Sendo assim, o rio Yangtzé, que percorre cerca de 6,3 mil quilômetros pela China até desaguar no mar da China Oriental e que havia sido classificado como o mais poluído por plásticos, foi ultrapassado pelo rio Pasig de 25 quilômetros de extensão, localizado nas Filipinas, que corta a capital Manila, cidade com 14 milhões de habitantes.

É uma grande mudança. Mas revela duas importantes questões para compreender e solucionar o problema de resíduos plásticos. A pesquisa destaca a propagação generalizada dos resíduos plásticos literalmente em cada canto do planeta, bem como a necessidade de soluções mais complexas e onerosas do ponto de vista logístico do que algumas campanhas publicitárias de plásticos sugerem. O estudo também reforça o que cientistas marinhos e outros especialistas argumentam há tempos: que a última solução para proteger os oceanos e os sistemas de água doce é conter os resíduos plásticos na terra, onde se originam.
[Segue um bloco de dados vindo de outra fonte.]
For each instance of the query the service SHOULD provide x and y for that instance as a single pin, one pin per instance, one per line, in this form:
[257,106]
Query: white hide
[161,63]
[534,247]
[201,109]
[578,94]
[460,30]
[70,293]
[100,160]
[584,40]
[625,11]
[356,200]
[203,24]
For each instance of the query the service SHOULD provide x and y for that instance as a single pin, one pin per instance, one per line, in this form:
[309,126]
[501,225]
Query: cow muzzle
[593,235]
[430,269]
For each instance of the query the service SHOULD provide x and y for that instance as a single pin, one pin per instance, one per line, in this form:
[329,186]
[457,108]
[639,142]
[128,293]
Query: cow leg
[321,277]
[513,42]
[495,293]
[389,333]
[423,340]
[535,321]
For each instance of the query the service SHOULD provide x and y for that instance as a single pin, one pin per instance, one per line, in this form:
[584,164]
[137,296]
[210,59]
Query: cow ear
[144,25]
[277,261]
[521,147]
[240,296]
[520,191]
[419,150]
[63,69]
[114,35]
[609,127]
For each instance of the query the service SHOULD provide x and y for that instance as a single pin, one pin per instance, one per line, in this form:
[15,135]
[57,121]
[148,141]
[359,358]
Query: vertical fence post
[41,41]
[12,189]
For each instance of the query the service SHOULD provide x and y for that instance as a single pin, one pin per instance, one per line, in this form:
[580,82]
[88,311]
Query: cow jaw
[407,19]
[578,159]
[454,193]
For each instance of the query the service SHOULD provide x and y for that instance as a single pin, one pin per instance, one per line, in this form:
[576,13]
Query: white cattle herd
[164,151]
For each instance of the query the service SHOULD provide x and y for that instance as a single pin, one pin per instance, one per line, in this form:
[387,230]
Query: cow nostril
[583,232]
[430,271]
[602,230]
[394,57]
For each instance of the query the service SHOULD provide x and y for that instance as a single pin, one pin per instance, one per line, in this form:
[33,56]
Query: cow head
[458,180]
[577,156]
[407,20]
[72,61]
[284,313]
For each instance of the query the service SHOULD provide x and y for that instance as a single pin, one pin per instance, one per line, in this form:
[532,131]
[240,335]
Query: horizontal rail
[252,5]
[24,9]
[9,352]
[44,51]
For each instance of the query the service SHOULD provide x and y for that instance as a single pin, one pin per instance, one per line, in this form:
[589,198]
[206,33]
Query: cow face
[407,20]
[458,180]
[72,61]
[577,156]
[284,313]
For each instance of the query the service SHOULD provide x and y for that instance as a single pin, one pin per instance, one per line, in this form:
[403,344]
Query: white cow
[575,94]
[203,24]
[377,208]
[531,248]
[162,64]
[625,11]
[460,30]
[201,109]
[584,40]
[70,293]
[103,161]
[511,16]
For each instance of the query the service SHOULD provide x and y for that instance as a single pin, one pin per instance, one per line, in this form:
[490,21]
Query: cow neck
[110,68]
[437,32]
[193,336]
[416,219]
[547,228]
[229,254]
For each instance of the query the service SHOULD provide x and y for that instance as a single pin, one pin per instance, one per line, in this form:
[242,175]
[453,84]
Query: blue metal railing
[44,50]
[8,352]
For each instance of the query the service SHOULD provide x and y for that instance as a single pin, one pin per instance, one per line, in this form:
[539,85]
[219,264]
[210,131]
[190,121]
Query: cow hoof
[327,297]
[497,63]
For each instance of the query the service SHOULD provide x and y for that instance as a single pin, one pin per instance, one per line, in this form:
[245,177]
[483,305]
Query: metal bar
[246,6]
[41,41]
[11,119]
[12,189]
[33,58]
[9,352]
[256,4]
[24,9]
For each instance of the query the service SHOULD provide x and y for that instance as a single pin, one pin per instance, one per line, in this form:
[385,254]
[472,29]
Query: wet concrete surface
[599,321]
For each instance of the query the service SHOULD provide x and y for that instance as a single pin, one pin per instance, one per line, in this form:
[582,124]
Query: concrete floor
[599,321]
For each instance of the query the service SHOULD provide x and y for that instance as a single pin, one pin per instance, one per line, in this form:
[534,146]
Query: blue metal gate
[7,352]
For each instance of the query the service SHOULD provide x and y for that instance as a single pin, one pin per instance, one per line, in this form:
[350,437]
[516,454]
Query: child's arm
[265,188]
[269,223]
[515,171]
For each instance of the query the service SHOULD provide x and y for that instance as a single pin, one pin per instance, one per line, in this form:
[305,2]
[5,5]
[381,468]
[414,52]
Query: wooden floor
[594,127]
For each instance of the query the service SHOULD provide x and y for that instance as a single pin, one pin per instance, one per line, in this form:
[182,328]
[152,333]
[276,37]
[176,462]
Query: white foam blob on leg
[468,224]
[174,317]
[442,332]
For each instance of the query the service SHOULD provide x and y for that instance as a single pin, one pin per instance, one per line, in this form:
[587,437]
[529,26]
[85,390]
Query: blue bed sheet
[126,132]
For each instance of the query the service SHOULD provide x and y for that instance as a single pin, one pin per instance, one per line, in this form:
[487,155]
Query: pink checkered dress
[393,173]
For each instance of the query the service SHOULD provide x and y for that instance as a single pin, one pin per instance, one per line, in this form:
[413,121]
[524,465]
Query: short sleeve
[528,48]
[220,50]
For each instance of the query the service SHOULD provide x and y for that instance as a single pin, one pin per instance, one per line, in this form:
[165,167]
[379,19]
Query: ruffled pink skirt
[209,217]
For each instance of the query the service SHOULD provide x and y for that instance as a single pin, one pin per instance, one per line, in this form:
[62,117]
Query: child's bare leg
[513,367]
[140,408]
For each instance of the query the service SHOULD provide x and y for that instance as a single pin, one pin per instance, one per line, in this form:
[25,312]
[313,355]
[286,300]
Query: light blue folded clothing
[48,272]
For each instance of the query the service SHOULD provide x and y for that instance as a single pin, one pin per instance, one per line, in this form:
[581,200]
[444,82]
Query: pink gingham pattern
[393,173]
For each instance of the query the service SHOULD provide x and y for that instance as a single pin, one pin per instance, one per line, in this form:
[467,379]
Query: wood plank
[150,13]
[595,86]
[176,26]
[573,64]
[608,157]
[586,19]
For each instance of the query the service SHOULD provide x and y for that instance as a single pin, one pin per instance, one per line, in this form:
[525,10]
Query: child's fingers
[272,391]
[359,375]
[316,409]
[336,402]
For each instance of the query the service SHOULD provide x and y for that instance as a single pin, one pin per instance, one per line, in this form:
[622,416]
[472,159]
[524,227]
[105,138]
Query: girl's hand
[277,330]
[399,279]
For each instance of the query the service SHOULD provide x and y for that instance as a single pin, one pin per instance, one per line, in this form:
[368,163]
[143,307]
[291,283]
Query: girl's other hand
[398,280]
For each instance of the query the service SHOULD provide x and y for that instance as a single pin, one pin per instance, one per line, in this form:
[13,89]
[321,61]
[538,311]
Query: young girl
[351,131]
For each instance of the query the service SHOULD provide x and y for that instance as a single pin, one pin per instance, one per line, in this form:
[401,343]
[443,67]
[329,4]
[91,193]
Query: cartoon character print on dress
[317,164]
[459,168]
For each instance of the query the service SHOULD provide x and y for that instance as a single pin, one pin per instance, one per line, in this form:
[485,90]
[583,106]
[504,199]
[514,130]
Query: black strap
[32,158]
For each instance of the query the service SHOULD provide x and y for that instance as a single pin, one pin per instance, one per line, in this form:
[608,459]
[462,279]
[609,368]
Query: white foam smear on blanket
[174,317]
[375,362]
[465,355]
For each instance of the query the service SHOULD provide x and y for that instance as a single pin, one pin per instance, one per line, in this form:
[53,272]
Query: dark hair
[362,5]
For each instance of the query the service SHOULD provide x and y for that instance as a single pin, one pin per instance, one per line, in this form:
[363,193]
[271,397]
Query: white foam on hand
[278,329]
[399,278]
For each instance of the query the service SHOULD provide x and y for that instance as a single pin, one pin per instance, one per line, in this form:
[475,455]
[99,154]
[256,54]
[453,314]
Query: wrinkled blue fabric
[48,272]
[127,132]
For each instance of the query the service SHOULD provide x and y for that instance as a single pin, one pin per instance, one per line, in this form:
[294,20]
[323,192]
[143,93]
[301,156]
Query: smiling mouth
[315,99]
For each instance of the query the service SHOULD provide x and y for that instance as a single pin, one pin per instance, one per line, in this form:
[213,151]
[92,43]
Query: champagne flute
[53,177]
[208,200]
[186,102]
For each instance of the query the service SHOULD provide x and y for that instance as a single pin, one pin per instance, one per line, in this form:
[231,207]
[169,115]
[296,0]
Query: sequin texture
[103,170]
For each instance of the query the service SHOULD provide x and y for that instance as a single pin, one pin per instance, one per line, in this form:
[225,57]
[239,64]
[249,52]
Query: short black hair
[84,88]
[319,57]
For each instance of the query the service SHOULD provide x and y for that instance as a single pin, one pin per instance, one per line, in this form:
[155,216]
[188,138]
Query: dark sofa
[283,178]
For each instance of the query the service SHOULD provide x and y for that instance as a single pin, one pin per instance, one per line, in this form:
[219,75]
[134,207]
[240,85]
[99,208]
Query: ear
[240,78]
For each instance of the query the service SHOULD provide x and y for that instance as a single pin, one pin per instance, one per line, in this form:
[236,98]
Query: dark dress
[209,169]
O rio Las Vacas na Guatemala é um exemplo de rio pequeno que transporta resíduos plásticos.
FOTO DE THE OCEAN CLEANUP

Gary Bencheghib, responsável pela campanha Sungai Watch que realiza a limpeza de 45 rios em Bali, comenta que a pesquisa de 2017 não fez muito sentido para ele.

“O estudo sobre os 10 rios, quando foi divulgado, me surpreendeu mais do que qualquer outra coisa”, conta ele. “Não representava o que víamos nos menores riachos da Indonésia. Vivemos nos trópicos, numa região vulcânica onde existem rios literalmente a cada 500 metros e todos estão repletos de plásticos.”
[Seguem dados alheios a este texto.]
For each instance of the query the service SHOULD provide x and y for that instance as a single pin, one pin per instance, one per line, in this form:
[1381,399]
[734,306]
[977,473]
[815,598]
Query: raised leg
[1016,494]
Melhores dados, maiores chances

Nós humanos utilizamos os rios para descartar resíduos desde o início da civilização. Com o aumento exponencial dos resíduos plásticos na última década, a maioria dos estudos se concentrou nos plásticos nos oceanos. O estudo de rios e de outros sistemas de água doce ficou em segundo plano. Por exemplo, a primeira avaliação de grande escala de resíduos plásticos no rio Ganges, na Índia, conduzida pela National Geographic Society, foi concluída há apenas 18 meses. Uma análise semelhante no rio Mississippi teve início há pouco tempo, após cem prefeitos de cidades ao longo do curso do rio se juntarem para financiar a iniciativa como um primeiro passo rumo à redução dos resíduos plásticos. O Japão está realizando um estudo para rastrear plásticos nos rios Ganges e Mekong.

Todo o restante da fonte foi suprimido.